To my continued amazement, now he stood up and pulled me up by the wrist. "I'll go if you promise me two things," he said, as if we had been having a cocktail party conversation.

"Of course, anything," I murmured.

"If I come to the United States, you'll sleep with me? And tomorrow we'll go swimming?"

"Of course," I said, scarcely able to believe what was happening.

"Things are much different in Chicago, much different than here."

"You promise?" His eyes were growing heavier and heavier.

"Yes, of course. Tomorrow at three."

"Tomorrow at three." He repeated it like a parrot. Then he let go of my wrist for the first time in perhaps forty minutes. He stepped to the door, opened it, and, without another word, left.
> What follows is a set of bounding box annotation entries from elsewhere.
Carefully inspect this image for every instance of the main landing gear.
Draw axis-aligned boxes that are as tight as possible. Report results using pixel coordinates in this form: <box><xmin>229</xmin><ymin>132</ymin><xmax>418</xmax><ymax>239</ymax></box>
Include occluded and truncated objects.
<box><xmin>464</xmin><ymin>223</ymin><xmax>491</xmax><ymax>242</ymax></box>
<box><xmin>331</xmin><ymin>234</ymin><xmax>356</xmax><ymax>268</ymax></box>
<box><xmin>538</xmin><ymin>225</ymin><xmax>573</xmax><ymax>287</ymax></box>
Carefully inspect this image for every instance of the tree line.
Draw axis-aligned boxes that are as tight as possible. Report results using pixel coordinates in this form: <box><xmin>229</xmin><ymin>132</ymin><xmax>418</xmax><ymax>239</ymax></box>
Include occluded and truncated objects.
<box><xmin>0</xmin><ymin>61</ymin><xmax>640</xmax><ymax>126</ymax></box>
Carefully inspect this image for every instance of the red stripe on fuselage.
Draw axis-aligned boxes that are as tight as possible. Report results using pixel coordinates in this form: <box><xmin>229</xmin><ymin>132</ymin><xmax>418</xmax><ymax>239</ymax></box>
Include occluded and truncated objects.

Unbelieving, I stared at the door. Then I ran to it, sprang upon the key, and locked it. I ran to the window, and though it was on the second floor, I locked
it.
For a few seconds I sat on the bed, trying to draw my breath again, trying to figure out what in God's name had really happened. Within minutes I went down to Nellie's room and told her the whole story. A wonderful Russian-Jewish woman from Moscow, Nellie had been with me for weeks -- she knew what kind of woman I was.

"Tomorrow morning we'll decide what to do," she said finally, veritably choking on her fury. "We'll get this man's job -- that's the least thing."

I lay there all-night, awake and terrified, waiting desperately for the dawn. And as I lay there, I became aware of a pain in my leg that got worse and worse and worse. By the first lights of dawn I was in agony. I couldn't wait for seven, when I had told Nellie I would call her, so I got up at six and stumbled downstairs. I couldn't put any weight on my left leg and the pain was almost unbearable. It had also turned black overnight and I was convinced it was broken.

At 7:30 a.m. exactly Nellie came into the dining room looking frantic, her eyes wild. "Oh, my God, I thought you had gone somewhere," she said.

Nellie made the rounds of the hotel and came back looking utterly disconsolate. "He bribed everyone in the hotel," she said, a strange thing for a Russian Intourist guide to admit.

I told her we had to "do" something. She said it was the same for women everywhere -- they would "only make it look bad for you." I told her it wasn't that way in America. She said angrily that it was. And she was more right than wrong.

Ia appeared and sat in the room with "I told you so" eyes and her pursed virgin's lips, even though, I reminded her, it was
she
who had "known" him, who had praised him. "I'm sure he is sorry," she said coolly to me, her eyes still veiled and accusing. To Nellie, on the side, she said, "She deserved it, she brought it on." Though I hadn't
done
anything, barely talked to him, I had allowed him to buy food for me by taking me to the dinner.
"Buy food for me?"
In Georgia, she said, that means a woman has "agreed." So when he came to my room expecting payment for the coffee, sugar, bread, and sausage, he had every reason to be angry. And to act as he did? "Yes."

Beating women, of course, is an old and revered custom -- in Russia even more than most places. Why, after all, are the poets Andrei Voznesensky and Yevgeny Yevtushenko always writing poems about wife-beating? It's an old custom, even more fun if the woman is not your wife, and one of the few that have survived with no modifications into the Soviet period.

Nor did Ivan himself appear to think he had done anything even untoward. The next afternoon he duly telephoned at 3:00 p.m. on the dot, as I lay there in agonizing pain. He wanted to know if I wanted to go swimming.

But what came to be most interesting about the entire situation -- and in many ways most horrible -- was not what he had done to me but what I saw, first, in people around me and, second, in myself.

Back in Moscow I immediately phoned my "friends" in the American embassy and went over there, as difficult as that was since any pressure on my left leg left me with extreme pain. I will never forget sitting in the office with these men I considered my friends and having them say, their eyes all too eager for every telling detail, "And then what happened?" First I blushed crimson, the whole situation was so frightful to me. Then I blushed out of sheer anger. At the end they did not really want to do anything about it. As one put it, "Do you really want people to
know
this?" I hobbled out of the embassy with a new, colder anger.